Feb. 29 (Bloomberg) -- Seven people in Texas billed U.S. government health programs for $374 million in services that weren’t provided or necessary in the largest at-home health-care fraud scheme, according to the Justice Department.
A doctor, the office manager of his practice and five owners of at-home health agencies were arrested yesterday on charges related to their participation in the fraud, the department said in a statement. In court papers, the U.S. described door-to-door efforts to recruit thousands of patients who didn’t need services, a boiler room where falsified documents were signed and overseas bank accounts.
The suspects were indicted in U.S. District Court in Dallas on charges including health-care fraud, and accused of sending $350 million in bogus bills to Medicare and $24 million in fraudulent bills to Medicaid.
The Obama administration has said it’s cracking down on those who steal from government health programs for the elderly, poor and disabled. There are no reliable figures for how much government health programs lose to fraud annually. Senator Tom Coburn, an Oklahoma Republican, estimates the Medicare loss from fraud, waste and abuse at $60 billion to $100 billion annually, according to his spokesman, John Hart.
The indicted doctor, Jacques Roy, 54, of Rockwall, Texas, made a “cottage industry” out of signing up patients for services they didn’t need, according to a government detention memo filed with the court.
Authorities say that, between January 2006 and November 2011, Roy and others at his direction certified more Medicare beneficiaries for home health-care services and had more patients than any other medical practice in the U.S.

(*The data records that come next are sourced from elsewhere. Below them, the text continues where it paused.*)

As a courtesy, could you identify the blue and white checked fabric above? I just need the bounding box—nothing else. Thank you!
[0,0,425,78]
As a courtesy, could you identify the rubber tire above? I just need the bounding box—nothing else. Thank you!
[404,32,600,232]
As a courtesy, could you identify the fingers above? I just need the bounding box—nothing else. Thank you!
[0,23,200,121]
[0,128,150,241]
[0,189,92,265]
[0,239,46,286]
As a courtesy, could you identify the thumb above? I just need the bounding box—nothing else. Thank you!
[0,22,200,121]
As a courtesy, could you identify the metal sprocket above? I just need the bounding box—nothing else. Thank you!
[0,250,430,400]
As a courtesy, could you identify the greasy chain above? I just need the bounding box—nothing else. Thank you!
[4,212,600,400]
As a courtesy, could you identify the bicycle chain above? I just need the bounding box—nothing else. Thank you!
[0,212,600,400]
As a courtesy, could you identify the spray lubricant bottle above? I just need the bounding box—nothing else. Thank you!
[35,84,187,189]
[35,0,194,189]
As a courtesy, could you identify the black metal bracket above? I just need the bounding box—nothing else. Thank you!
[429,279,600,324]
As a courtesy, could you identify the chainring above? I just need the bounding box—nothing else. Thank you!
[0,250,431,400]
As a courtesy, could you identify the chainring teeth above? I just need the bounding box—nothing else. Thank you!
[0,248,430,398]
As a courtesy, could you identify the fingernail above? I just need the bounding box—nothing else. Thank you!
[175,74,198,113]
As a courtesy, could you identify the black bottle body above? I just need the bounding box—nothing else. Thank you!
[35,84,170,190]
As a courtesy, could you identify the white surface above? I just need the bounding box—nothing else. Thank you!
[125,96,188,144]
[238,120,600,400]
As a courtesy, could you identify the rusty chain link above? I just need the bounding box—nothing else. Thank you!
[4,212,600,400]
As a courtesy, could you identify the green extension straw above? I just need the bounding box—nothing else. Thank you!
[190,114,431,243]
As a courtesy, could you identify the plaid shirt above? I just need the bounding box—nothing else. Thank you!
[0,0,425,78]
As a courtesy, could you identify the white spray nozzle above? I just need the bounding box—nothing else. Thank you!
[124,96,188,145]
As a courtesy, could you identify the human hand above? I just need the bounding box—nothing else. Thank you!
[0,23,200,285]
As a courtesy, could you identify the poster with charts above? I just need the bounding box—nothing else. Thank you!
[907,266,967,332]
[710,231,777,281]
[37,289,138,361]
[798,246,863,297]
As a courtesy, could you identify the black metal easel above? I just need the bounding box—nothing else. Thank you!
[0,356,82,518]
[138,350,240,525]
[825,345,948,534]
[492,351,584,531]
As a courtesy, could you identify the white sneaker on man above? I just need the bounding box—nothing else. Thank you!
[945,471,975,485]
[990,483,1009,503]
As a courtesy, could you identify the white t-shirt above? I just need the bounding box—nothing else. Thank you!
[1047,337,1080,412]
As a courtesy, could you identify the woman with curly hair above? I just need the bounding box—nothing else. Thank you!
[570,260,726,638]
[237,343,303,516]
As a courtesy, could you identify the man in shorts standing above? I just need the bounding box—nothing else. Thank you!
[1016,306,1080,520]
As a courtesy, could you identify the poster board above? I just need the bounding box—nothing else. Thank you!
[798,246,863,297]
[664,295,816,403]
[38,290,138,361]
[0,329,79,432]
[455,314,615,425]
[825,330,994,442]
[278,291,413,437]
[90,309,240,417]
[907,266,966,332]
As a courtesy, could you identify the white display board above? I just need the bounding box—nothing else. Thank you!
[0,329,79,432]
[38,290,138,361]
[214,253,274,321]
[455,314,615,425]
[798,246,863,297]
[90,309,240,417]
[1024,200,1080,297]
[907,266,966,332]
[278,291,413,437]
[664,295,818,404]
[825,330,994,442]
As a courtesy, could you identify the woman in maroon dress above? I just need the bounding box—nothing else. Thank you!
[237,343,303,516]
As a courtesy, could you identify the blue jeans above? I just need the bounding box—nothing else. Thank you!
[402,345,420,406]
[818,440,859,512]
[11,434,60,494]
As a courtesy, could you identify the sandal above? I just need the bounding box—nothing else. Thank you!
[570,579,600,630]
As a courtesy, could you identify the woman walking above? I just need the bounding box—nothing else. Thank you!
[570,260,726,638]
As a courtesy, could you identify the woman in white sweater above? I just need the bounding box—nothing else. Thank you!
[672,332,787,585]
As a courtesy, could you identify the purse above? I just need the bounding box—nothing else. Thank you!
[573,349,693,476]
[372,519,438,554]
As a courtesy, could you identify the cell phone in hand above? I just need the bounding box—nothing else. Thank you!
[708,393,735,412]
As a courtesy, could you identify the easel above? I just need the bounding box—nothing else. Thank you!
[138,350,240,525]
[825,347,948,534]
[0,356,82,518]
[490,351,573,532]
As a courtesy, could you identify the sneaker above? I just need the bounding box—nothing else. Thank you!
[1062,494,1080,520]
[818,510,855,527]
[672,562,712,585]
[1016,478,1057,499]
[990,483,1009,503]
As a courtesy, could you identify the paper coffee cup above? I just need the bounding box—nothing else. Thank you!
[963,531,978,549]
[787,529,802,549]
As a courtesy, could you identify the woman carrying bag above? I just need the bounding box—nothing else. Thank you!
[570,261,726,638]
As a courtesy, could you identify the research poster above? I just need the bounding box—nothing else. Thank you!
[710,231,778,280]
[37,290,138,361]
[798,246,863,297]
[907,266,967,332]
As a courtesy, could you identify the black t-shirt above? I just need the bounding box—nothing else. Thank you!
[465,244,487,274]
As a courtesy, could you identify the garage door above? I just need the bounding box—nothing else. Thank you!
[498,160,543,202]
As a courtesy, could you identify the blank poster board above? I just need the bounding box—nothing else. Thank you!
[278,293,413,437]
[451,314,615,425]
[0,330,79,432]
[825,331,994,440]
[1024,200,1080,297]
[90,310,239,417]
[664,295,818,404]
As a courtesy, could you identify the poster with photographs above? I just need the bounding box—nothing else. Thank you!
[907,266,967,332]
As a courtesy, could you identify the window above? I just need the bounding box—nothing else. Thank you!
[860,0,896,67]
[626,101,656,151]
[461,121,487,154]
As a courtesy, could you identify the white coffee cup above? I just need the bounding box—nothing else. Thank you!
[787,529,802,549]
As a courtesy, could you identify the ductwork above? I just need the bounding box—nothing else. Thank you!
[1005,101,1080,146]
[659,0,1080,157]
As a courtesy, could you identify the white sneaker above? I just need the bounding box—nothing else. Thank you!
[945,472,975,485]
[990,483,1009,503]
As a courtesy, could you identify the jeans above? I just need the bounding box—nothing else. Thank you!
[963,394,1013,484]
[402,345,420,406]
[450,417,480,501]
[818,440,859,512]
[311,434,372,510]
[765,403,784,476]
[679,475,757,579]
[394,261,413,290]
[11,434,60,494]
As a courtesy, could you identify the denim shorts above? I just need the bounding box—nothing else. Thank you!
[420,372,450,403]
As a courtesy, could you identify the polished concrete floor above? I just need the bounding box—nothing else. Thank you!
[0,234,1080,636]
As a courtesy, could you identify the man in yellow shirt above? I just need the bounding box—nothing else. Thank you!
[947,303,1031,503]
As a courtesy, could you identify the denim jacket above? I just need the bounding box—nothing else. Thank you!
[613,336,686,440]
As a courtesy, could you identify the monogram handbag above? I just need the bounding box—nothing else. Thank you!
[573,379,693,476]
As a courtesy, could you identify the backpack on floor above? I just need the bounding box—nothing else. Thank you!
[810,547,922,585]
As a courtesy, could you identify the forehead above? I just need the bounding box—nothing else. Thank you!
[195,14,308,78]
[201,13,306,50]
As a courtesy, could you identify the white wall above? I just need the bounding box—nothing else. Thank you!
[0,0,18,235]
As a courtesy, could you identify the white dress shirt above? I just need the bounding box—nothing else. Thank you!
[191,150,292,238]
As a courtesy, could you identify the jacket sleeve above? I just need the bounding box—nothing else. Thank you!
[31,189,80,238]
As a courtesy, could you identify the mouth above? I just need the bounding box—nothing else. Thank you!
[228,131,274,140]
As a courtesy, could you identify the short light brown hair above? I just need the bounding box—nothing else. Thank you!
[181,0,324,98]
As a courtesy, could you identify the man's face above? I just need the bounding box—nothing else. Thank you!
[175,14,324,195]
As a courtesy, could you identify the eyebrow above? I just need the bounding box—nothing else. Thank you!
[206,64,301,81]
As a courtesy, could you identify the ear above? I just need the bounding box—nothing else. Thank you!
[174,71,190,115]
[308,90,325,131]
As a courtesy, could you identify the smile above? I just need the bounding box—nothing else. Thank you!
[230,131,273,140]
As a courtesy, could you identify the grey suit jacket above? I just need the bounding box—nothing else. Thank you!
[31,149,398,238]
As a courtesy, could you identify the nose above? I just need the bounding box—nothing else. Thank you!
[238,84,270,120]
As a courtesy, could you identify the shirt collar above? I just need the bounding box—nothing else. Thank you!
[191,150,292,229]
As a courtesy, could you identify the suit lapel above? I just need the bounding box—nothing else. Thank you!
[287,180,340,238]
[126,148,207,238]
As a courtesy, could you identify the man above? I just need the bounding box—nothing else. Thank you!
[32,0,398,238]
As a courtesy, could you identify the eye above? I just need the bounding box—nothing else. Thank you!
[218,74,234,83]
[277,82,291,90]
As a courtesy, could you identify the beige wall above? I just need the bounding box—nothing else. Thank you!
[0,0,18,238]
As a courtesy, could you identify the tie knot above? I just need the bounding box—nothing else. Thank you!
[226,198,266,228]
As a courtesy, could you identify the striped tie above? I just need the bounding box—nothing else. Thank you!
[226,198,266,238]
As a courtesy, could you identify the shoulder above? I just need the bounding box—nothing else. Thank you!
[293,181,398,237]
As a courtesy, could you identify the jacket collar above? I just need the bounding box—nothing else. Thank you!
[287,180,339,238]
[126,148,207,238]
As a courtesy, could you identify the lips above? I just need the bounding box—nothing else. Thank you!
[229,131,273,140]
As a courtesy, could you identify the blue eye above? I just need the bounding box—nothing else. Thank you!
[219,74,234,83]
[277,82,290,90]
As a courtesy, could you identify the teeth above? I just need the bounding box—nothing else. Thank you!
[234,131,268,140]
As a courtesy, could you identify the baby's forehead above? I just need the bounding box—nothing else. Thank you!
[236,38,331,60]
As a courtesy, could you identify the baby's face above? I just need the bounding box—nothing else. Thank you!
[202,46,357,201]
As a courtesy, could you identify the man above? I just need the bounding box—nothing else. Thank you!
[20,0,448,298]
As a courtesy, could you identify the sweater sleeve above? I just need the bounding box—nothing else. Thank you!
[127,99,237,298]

“Dr. Roy and his co-conspirators for years ran a well-oiled fraudulent enterprise in the Dallas area, making millions by recruiting thousands of patients for unnecessary services and billing Medicare for those services,” said Lanny Breuer, the assistant attorney general for the Justice Department’s criminal division, in a statement.
Roy’s attorney, Patrick McLain of Dallas, didn’t immediately respond to a phone message seeking comment.
The case is the largest health-care fraud case as measured by billings since the Justice Department and Health and Human Services created a first strike force to combat Medicare fraud in 2007, Breuer said in the statement.
Alisa Finelli, a Justice Department spokeswoman, couldn’t immediately provide the total amount of money paid out by Medicare and Medicaid to those involved in the alleged fraud.
The government identified a potential fraud by using data analysis targeting suspicious billing spikes, according to Daniel Levinson, the inspector general for the Health and Human Services Department. Analysts discovered that Roy certified more than 5,000 patients for home health care in 2010, while 99 percent of doctors signed off on 104 or fewer people, Levinson said in a statement.
Staff and contractors at the Centers for Medicare & Medicaid Services discovered the “first indications of improprieties” in late 2008, began investigating in 2009 and referred the case to law enforcement in 2010, said Ted Doolittle, deputy director for policy of CMS’s center for program integrity, in an interview.
“These are difficult and painstaking cases to build,” said Doolittle. “They take a lot of man hours” to check on individual beneficiaries and see whether they are homebound and in need of treatment, he said.
CMS should have spotted the “aberrant claims 5 years ago when they were filed,” said Kirk Ogrosky, a partner at Arnold & Porter LLP in Washington and former federal prosecutor who coordinated Medicare fraud cases. “No single doctor can see as many patients as this doctor claims and the government knew it at the time he filed them.”
Roy and other physicians at his company, Medistat Group Associates, certified that 11,000 patients over five years were eligible for home health-care services such as physical therapy that are supposed to be reserved for the homebound, according to the Justice Department.
Roy relied on home health-care agencies to recruit patients, according to the indictment. The health agencies canvassed neighborhoods, going door-to-door to recruit patients that were sent to Roy or other doctors working for him, authorities said. The doctors then certified that the patients were eligible for home health services even though they didn’t need them, according to the government’s detention memo.
In a Medistat boiler room, employees worked all day placing Roy’s signature on approvals for home health services, the government alleged in the memo.
Roy created a fake identity and had documents, including a driver’s license and birth certificate with an assumed name, according to the memo. Roy had bank accounts overseas, including in Grand Cayman, according to the government. Millions paid to Roy by government health programs are unaccounted for, the government said in the memo.
One of the indicted home health agency operators is accused of paying recruiters to find patients at a Dallas homeless shelter, according to the indictment. Two others promised free health care and other social services such as food stamps as incentives.
The government suspended 78 other home health agencies associated with Roy based on “credible allegations of fraud against them,” according to a Justice Department news release.